Aid to be cut unless it is value for money, says Patel
Major multinational aid funding may be cut unless it provides better value for money, International Development Secretary Priti Patel has said.
More than £4bn of UK aid goes to global organisations such as the World Bank.
In an interview in Kenya with the BBC's James Landale, Ms Patel also said that she wanted to use the aid budget to help pave the way for trade deals.
But Labour said Ms Patel had "no mandate" for changing how aid was given and called on her to abandon the plans.
Ms Patel, who was speaking on her first visit to Africa since she was appointed to her new role, witnessed what some of her department's £12bn budget is supporting on the ground.
She saw humanitarian aid being delivered, via a payment card that gives Kenyan women £20 a month from the British taxpayer to buy the food they need to survive.
Spending better and wasting less
She said: "We have to make sure that our aid works in our national interest and also that it works for our taxpayers. Much more openness, much more transparency and much more accountability."
She is about to publish a review of the work of big multinational aid organisations that spend money on behalf of the UK, and said she would cut off funding if they did not meet new performance targets by spending better and wasting less.
"The government's approach is focused on ensuring that we drive taxpayer value - so when it comes to multilateral organisations, focus on performance agreements," she said.
"If they are not performing then obviously we'll look at the contributions that we give to them. We need to be challenging."
Trade deals and new allies
Ms Patel was referring to agencies such as the World Bank, the European Union and other smaller bodies. They spend 40% of the UK's aid budget.
It is the first time this multilateral funding has been reviewed as a whole for five years.
Our diplomatic correspondent says Ms Patel also wants to use bilateral aid to secure new trade deals and make allies in the World Trade Organization, which the UK will need after Brexit. She also hopes to use aid to reduce the flow of migrants to Europe.
Ms Patel said: "British soft power is exactly where DfID (the Department for International Development) and our aid and other relationships around the world come together to deliver in our national interest and deliver for Britain when it comes to free trade agreements but also life post-Brexit."
Government officials would not name specific projects potentially at risk in the Multilateral Aid Review but pointed to criticism levelled at the World Health Organisation for its handling of the Ebola crisis as an example of where reform was needed.
'Free market dogma'
Ms Patel has been a longstanding critic of some aid spending and her remarks will unnerve many multilateral agencies and non-governmental charities opposed to the idea of further so-called "conditionality" being imposed on their spending, our correspondent says.
She told him she wanted to use Britain's aid budget to boost economic development, announcing a £30m programme to encourage more job-creating investment in Kenya.
And she promised £95m to help Kenya break down barriers to trade, particularly by speeding up the flow of goods through the port of Mombasa.

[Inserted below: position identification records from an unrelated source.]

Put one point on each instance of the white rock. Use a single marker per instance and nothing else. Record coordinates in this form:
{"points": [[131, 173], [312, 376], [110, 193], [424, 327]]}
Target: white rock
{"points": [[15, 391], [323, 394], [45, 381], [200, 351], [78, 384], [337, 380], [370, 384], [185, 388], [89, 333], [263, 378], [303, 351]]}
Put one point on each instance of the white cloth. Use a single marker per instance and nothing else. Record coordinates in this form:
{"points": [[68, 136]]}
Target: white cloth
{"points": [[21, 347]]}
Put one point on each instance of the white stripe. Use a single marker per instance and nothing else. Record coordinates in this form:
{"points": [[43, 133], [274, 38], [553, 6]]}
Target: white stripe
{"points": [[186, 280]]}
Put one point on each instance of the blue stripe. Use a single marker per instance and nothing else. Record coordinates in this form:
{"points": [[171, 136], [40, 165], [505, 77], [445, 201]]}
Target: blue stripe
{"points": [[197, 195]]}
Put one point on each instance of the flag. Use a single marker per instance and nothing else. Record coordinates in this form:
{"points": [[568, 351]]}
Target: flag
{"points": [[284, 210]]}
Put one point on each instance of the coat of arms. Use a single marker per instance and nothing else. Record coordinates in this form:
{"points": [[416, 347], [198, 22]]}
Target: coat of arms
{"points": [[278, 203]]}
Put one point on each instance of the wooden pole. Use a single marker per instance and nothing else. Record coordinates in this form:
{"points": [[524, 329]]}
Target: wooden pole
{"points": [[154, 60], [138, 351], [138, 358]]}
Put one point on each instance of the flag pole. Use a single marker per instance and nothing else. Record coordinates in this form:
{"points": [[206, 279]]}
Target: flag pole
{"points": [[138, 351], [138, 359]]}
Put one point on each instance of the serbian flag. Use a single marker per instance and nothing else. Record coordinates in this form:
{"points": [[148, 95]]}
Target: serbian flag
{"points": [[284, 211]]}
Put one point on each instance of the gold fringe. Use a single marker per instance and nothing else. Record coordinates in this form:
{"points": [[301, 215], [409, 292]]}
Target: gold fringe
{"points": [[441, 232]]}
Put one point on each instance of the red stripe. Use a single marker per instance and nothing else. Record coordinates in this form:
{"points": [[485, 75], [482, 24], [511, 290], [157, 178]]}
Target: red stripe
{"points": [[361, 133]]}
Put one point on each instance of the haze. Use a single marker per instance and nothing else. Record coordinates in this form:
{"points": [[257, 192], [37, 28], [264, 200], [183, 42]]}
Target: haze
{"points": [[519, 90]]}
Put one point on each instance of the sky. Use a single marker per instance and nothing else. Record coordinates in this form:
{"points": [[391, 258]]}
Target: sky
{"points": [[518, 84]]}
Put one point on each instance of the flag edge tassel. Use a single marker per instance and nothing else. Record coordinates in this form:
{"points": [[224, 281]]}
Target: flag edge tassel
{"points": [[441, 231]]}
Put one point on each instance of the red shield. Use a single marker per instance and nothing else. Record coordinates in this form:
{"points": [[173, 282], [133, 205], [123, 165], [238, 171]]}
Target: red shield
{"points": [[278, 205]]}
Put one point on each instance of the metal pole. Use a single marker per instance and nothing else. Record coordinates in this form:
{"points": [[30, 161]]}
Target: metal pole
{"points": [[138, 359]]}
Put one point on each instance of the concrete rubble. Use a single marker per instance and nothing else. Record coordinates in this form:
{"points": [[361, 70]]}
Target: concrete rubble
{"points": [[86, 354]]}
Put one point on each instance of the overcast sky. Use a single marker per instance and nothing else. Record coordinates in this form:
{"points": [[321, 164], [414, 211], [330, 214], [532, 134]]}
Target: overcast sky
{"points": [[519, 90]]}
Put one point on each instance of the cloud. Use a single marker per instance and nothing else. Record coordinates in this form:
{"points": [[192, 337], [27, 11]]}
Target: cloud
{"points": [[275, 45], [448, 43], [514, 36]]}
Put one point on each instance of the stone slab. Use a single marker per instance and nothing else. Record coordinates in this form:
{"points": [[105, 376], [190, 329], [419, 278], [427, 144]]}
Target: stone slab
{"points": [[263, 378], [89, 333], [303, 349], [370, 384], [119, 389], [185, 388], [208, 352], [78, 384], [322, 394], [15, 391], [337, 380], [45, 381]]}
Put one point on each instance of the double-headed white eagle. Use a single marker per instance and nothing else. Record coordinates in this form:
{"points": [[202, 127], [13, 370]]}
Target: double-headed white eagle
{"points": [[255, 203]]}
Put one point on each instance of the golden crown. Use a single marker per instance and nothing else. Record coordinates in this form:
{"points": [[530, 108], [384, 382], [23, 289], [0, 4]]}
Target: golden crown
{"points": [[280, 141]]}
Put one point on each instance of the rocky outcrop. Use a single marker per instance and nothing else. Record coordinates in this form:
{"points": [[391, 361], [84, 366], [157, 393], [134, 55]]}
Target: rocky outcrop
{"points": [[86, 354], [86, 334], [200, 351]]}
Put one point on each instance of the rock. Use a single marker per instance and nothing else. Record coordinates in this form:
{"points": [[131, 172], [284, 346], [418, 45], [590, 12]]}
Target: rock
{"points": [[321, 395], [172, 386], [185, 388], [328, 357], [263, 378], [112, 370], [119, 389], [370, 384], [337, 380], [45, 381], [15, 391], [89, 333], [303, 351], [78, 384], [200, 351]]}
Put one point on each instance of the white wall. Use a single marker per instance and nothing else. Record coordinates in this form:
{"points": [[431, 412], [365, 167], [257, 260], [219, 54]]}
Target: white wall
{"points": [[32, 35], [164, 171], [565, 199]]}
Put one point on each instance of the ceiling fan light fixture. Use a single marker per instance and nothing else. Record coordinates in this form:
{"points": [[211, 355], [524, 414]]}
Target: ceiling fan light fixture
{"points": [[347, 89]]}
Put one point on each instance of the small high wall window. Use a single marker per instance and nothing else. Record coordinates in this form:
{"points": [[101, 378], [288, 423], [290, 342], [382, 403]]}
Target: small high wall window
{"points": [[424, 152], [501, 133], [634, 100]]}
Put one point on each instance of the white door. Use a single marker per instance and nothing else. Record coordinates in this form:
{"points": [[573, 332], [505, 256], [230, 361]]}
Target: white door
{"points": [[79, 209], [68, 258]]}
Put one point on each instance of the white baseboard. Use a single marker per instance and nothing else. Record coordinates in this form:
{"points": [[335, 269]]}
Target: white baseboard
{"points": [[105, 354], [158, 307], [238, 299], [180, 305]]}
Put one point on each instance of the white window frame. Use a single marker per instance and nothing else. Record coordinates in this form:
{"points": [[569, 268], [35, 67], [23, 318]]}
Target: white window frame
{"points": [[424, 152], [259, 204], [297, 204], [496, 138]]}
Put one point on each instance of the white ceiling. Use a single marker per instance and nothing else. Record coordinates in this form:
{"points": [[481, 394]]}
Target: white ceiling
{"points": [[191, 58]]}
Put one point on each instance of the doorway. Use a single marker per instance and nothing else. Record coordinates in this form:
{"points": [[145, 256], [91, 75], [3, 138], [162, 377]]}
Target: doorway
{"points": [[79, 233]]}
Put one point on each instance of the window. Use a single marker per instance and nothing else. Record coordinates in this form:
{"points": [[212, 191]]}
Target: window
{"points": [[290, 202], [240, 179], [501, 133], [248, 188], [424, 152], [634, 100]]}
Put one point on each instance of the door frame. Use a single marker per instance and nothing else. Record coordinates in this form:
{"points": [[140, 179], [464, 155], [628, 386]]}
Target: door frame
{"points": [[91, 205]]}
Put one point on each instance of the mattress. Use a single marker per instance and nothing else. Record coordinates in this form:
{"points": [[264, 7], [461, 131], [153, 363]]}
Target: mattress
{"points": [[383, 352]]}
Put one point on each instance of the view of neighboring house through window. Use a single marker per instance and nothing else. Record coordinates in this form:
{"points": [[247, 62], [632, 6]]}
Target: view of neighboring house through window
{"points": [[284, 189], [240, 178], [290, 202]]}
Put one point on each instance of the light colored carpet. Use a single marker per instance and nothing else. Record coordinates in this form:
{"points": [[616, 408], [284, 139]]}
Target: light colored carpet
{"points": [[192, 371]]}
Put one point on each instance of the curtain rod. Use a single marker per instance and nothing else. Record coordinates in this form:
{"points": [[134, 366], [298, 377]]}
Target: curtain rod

She said she would undertake joint missions overseas with International Trade Secretary Liam Fox to gather what she called "intelligence" about economic opportunities for British businesses.
"We are a global leader when it comes to international development, we have a strong footprint overseas and it is right that we use that footprint in the national interest," she added.
Kate Osamor, Labour's shadow development secretary, said "Priti Patel has no mandate or evidence to fundamentally change the way UK aid is distributed.
"She seems fixated on imposing her dogma of the free market over the clear evidence that UK aid is the most efficient and effective in the world.
"It reaches the people who need help, including many young girls and women."